Fibrillin and elastin immunofluorescence. In normal skin (a), fibrillin labeling shows a typical candelabra-like pattern perpendicularly inserted onto the basal lamina (arrowheads); in reticular dermis, thicker fibers are visualized. In non-pressure-treated region (b), the candelabra-like pattern is not present and in deep dermis, the stained fibers show a fragmented aspect. In pressure-treated region of the same patient (c), the fibrillin-containing fibers present under the epidermis are thicker (arrows), perpendicular to the basal lamina but without showing the candelabra-like pattern; in deep dermis the stained fibers are small and arranged parallel to the epidermis, as in normal skin. In normal skin (d), elastin is observed in dermis as fibers arranged preferentially parallel to epidermis. In non-pressure-treated region (e), only sparse elastin deposits are present. In pressure-treated region (f), elastin deposits form small and thin fibers in deep dermis. Asterisks: epidermis. Scale bar, 40 μm.

Figure 3.

Tenascin immunofluorescence. In normal skin (a), tenascin is present in superficial papillary dermis and around blood vessels. In non-pressure-treated region (b), tenascin is observed in dermis with a non homogeneous distribution. In pressure-treated region of the same patient (c), tenascin is present only in dermal papilla and around blood vessels. Asterisks: epidermis.
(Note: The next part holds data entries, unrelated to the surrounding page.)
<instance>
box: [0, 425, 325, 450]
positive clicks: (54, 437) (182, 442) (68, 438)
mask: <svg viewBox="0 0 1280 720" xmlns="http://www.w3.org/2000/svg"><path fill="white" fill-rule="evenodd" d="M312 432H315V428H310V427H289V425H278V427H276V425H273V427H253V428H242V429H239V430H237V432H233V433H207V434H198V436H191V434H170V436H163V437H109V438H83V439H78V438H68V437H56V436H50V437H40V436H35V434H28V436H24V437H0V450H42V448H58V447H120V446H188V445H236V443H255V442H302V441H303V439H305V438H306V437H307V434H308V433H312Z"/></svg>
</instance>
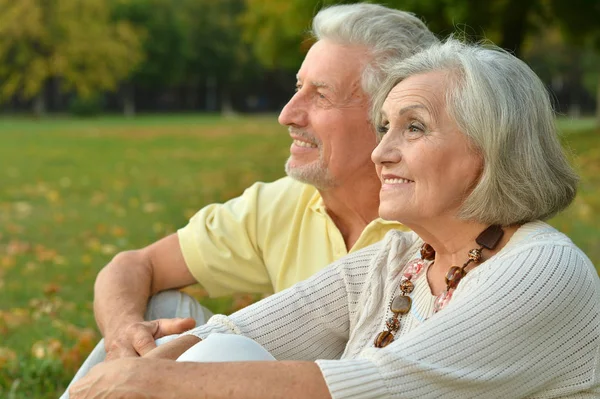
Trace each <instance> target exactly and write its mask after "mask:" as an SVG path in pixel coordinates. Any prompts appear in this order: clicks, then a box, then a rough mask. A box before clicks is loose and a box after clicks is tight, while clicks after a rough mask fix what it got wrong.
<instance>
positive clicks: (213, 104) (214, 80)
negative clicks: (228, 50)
mask: <svg viewBox="0 0 600 399" xmlns="http://www.w3.org/2000/svg"><path fill="white" fill-rule="evenodd" d="M206 110H207V111H216V110H217V78H216V77H215V76H214V75H209V76H208V77H207V78H206Z"/></svg>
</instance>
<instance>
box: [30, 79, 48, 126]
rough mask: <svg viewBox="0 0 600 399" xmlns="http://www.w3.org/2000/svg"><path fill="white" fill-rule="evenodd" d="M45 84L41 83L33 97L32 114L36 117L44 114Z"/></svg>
mask: <svg viewBox="0 0 600 399" xmlns="http://www.w3.org/2000/svg"><path fill="white" fill-rule="evenodd" d="M44 88H45V86H44V85H42V88H41V89H40V92H39V93H38V94H37V96H35V97H34V98H33V116H35V117H36V118H42V117H43V116H44V115H46V96H45V94H46V93H45V90H44Z"/></svg>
Scale bar, 30 μm.

Figure 4.

α-Smooth muscle actin immunofluorescence. In non-pressure-treated region (a), α-smooth muscle actin is present around vessels and in stromal myofibroblasts. In pressure-treated region of the same patient (b), α-smooth muscle actin is present only around vessels. Scale bar, 60 μm.

Figure 5.

Ultrastructure of the dermal-epidermal junction. In normal skin (a), the typical architecture is represented, with keratinocyte microfoot processes, regular hemidesmosomes, lamina lucida and anchoring filaments, lamina densa and anchoring fibrils. In non-pressure-treated region (b), the keratinocytic microfeet are almost absent, the lamina lucida is indinstinct and the lamina densa is thickened. The hemidesmosomes are not regularly distributed, and their subbasal dense plate is missing (arrowheads). In pressure-treated region of the same patient (c), keratinocyte microfoot processes are elongated, while hemidesmosomes, anchoring filaments and anchoring fibrils are well organized. Scale bar, 0.5 μm.

Figure 6.

Ultrastructure of dermal components. In non-pressure-treated region (a), an elaunin fiber is observed near a fibroblast (arrowhead). In pressure-treated region (b), an elastic fiber (star) and some bundles of regular collagen fibers are observed together with collagen fibers showing typical features of degradation (arrows). In pressure-treated region (c and d), fibroblastic cells presenting typical apoptotic features such as chromatin condensation and nuclei in part extruded from the cytoplasm are observed. Scale bars, 1 μm.